Even though it’s easy to think of January as the beginning of the year, in many ways, it’s the middle. Often, January is the month when people’s get up and go gets up and gets gone.

Think about it. Students are starting their third quarter or second semester. Summer seems ages away, and the dark, cold mornings—dragging on yet another sweater after another long, cold night—just seem insurmountable. Hope seems hard to generate.

We felt it with Barack Obama’s second inauguration, too. The last four years were a long slough through a mire of ugly partisanship. How can we stand four more years of party posturing and roadblocks? Obama’s positive inauguration speech just appeared like so much malarky—“Everybody come together”—when that very coming together seemed callow for the last four years and seemed to discard the historic social moment and momentum. Liberals wanted to yank this country to the left in the exact way George W. Bush tore it to the right for the eight years previous—straining its very seams. And it is patently obvious that nearly half the country dreads the next four years because they think Obama took us off track to the left.
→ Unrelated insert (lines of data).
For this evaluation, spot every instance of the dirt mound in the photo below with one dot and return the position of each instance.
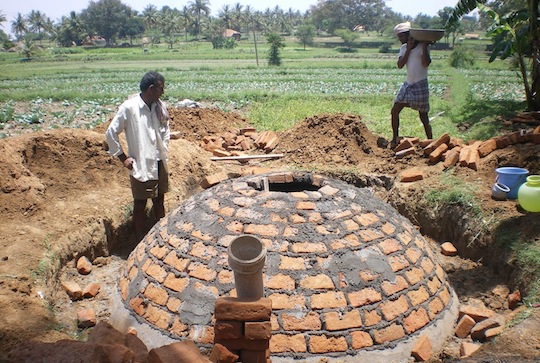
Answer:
(62, 195)
(330, 138)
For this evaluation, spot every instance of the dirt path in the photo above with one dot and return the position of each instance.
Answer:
(62, 196)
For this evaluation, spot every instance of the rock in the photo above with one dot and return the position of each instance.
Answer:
(86, 318)
(448, 249)
(73, 290)
(91, 290)
(422, 350)
(84, 266)
(467, 349)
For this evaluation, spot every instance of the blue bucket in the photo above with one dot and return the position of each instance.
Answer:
(512, 178)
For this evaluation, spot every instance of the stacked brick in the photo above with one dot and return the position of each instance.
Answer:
(453, 152)
(238, 141)
(244, 328)
(345, 272)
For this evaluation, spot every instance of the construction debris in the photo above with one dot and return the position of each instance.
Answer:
(238, 141)
(454, 152)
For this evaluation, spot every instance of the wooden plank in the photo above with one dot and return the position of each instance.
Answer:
(247, 157)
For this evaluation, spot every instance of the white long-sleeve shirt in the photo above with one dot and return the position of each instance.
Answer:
(142, 128)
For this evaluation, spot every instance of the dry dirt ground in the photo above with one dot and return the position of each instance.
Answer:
(62, 196)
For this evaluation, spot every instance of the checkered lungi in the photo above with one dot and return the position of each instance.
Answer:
(415, 95)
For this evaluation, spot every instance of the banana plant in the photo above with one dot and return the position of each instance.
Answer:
(514, 34)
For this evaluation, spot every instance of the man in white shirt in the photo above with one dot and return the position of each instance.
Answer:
(414, 92)
(145, 122)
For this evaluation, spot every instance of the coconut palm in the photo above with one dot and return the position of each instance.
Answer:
(199, 7)
(150, 15)
(225, 14)
(19, 26)
(37, 22)
(514, 33)
(2, 18)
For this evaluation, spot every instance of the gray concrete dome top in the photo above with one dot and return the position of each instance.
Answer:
(348, 276)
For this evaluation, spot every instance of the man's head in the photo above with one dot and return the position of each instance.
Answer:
(402, 31)
(152, 85)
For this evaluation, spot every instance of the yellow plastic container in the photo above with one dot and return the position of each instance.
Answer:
(529, 194)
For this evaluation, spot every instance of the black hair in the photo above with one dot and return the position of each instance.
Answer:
(150, 78)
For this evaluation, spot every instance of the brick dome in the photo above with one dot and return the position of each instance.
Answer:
(348, 276)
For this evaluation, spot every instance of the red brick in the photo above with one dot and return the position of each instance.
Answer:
(320, 281)
(364, 297)
(409, 176)
(404, 144)
(269, 230)
(419, 296)
(254, 356)
(291, 263)
(448, 249)
(301, 322)
(228, 308)
(436, 155)
(328, 300)
(308, 247)
(91, 290)
(228, 329)
(337, 321)
(422, 350)
(389, 334)
(406, 152)
(467, 349)
(323, 344)
(391, 287)
(464, 326)
(175, 283)
(202, 272)
(281, 282)
(257, 330)
(392, 309)
(416, 320)
(451, 158)
(487, 147)
(222, 355)
(156, 294)
(478, 314)
(443, 139)
(282, 343)
(361, 340)
(284, 301)
(158, 317)
(372, 317)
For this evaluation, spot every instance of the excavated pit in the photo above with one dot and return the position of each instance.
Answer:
(350, 278)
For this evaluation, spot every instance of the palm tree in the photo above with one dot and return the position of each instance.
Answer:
(515, 33)
(199, 7)
(150, 15)
(186, 17)
(19, 26)
(37, 22)
(2, 18)
(225, 15)
(237, 15)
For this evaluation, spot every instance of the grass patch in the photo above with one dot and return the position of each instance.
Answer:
(454, 192)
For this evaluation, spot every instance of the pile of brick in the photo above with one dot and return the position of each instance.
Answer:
(244, 329)
(452, 151)
(238, 141)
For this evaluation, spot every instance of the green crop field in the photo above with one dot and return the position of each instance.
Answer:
(325, 78)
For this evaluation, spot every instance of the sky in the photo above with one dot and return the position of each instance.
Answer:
(55, 9)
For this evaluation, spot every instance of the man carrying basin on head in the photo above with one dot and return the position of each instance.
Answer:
(145, 121)
(414, 92)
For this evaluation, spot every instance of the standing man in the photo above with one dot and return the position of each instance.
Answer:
(414, 93)
(145, 121)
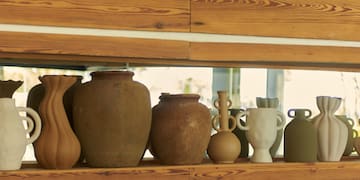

They see a historical moment that is a radical departure from the America they always knew and from which they derived pride. And the politicians play that tune to their own benefit in an endless loop.

Many of us, three weeks ago, set New Year’s resolutions, and we’re already tired, already disappointed in our progress, already thinking about quitting. Some of us will smoke cigarettes when a few drinks overwhelm our admittedly weak inhibitions—even though we know that their toxic substances contribute to our own untimely deaths. Many of us will make a decision to ignore—just for the morning, just this once—our three-times-a-week commitment to exercise. Some of us will opt for that office doughnut despite our towering triglycerides and bulging waistlines.

Conversations every night with the kids—forget that, but don’t forget to log onto Facebook to send a picture of that cute thing your cat did or your fantastic tomato bisque or your cliché meme.

An evening of volunteering—it’s just so damned easy to put the feet up on the coffee table and forget your finer resolve. Isn’t there work you brought home from the office?

Well, if you’re one of the weak—and who’s not?—we’ve got some news for you. The job isn’t over. If you fail now, if you fall down on the job, now, at this moment when the going is just getting hard, you can expect to die with those things that mattered unresolved.

But you have the capacity for almost infinite effort. As long as you keep putting one foot in front of the other, making good choices—don’t pick up that smoke, do pick up that telephone, don’t eat the doughnut, do walk around the block, don’t log onto Facebook, do talk about your children’s day—you will get stronger. It’s like lifting a weight: The repetition increases the ability. And pretty soon, you’ll have developed a habit of strength, and the impossible is almost likely.

You, this city, this state, and this country all face divisive obstacles in the years ahead. During the last four years, this country has shown itself willing to fight until the last drop of sweat is spilled, but in the next four years, we can expect to have to find a new normal for education, guns, immigration, drone warfare, and the rights and freedoms of individuals.

So get off your ass. We’re a long way from the finish line.